Intervention de Lionel Tardy

Séance en hémicycle du 15 avril 2015 à 21h30
Renseignement — Article 2

Photo issue du site de l'Assemblée nationale ou de WikipediaLionel Tardy :

Avec les boîtes noires, nous arrivons à l’un des points… noirs du texte. Franchement, je ne sais pas par où commencer, et je n’aurai sans doute pas assez de deux minutes. Je vais donc faire une liste des raisons qui me conduisent à demander leur suppression.

Premièrement, elles posent un problème philosophique. Comme l’a souligné le Conseil national du numérique – qu’il faudrait écouter de temps en temps – s’en remettre à un algorithme est un choix de société douteux. Cela peut convenir pour chercher ses vacances, mais je ne vois pas l’intérêt pour cibler des terroristes.
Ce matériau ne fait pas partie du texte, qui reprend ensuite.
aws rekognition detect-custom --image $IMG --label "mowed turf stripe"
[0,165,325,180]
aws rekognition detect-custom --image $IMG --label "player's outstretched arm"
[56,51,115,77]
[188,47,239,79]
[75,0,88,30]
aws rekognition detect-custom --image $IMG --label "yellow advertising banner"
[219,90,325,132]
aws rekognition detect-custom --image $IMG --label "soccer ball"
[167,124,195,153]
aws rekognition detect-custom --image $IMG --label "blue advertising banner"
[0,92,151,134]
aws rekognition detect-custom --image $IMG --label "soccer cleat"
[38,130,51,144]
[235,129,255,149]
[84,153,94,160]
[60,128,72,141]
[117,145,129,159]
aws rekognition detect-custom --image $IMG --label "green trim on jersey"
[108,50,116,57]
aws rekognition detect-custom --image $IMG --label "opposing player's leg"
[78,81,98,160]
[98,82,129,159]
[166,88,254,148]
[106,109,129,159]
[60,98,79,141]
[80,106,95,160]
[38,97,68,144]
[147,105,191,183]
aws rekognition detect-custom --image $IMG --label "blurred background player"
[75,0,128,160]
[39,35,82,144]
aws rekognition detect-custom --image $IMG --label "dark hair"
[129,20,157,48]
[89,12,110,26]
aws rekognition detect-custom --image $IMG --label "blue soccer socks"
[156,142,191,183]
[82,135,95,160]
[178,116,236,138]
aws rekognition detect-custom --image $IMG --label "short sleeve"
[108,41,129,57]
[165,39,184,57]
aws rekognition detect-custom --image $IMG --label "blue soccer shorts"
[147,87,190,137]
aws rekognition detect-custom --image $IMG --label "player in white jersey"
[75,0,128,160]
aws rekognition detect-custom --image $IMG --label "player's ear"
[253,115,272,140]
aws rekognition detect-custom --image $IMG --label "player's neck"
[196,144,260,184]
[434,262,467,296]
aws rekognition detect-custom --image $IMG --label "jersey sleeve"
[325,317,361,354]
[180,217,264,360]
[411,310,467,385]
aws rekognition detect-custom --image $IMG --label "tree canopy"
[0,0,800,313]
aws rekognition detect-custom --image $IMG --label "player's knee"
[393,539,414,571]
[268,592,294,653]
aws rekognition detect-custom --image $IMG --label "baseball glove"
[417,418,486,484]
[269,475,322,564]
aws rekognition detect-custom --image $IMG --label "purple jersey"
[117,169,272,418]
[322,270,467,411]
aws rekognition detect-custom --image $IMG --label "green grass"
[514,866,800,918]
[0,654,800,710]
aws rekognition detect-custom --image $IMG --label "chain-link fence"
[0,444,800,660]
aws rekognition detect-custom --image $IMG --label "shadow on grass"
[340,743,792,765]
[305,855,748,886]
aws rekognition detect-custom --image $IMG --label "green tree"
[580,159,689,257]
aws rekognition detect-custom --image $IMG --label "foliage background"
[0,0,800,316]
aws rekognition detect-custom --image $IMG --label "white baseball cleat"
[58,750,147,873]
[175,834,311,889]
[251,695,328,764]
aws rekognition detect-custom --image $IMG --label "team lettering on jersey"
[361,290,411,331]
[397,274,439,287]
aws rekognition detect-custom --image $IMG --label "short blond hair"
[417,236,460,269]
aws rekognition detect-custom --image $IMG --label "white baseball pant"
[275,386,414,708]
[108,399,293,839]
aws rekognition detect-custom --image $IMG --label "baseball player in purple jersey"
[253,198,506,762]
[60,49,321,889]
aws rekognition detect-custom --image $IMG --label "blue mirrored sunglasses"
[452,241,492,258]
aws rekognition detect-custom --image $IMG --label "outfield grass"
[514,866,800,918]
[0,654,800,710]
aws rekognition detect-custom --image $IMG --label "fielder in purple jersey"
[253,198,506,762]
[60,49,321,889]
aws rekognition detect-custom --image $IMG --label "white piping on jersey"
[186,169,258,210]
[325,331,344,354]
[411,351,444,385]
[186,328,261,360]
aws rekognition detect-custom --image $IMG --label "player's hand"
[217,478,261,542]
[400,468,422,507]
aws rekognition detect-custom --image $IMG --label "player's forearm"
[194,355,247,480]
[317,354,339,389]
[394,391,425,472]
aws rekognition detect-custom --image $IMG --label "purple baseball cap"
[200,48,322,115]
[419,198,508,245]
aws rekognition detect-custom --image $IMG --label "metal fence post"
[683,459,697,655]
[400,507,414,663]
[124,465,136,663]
Ensuite, on ne connaît pas la localisation de ces sondes : seront-elles aux coeurs de réseau ou aux points d’interconnexion qui ne voient pas passer l’intégralité du trafic ? Ce serait alors peu efficace pour le trafic échangé localement entre cellules terroristes. Ou bien seront-elles au plus proche des abonnés finaux ? Dans ce cas, cela impliquerait d’aller reconfigurer plus de 50 000 équipements.

On ne connaît pas non plus le périmètre des métadonnées. Seules les adresses IP seront-elles concernées, ou également les adresses des contenus ? C’est une vraie question, car les dernières, sans doute les plus pertinentes, ne figurent pas dans les métadonnées traitées par les fournisseurs d’accès. Le droit national et communautaire leur interdit de procéder au traitement et à la conservation des données de trafic. Le seul moyen de les obtenir serait de mettre en place des dispositifs d’analyse de trafic de type DPI, très intrusifs. Toutefois, le ministre de l’intérieur n’était pas du tout pour une telle solution lors de l’examen de la loi sur le terrorisme, car cela engendrerait effectivement une surveillance généralisée.

Quatrièmement, l’étude d’impact est très légère, voire muette sur ces points, mais aussi sur le coût de toutes ces mesures – nous y reviendrons tout à l’heure – et les modalités de compensation des intermédiaires.

Enfin, encore une fois, même si seule la lutte contre le terrorisme est concernée, le caractère potentiellement intrusif de ces dispositions reste particulièrement élevé. Je sais que vous proposez une durée de quatre mois renouvelables. Toutefois, le problème n’est pas la durée, mais bien la technique et son contrôle.

Pour toutes les raisons que j’ai évoquées et que je viens de détailler, une adoption de ce dispositif nuirait aux libertés individuelles et aux acteurs du numérique. Peut-être, monsieur le ministre, pouvez-vous nous rappeler les modalités d’utilisation des DPI.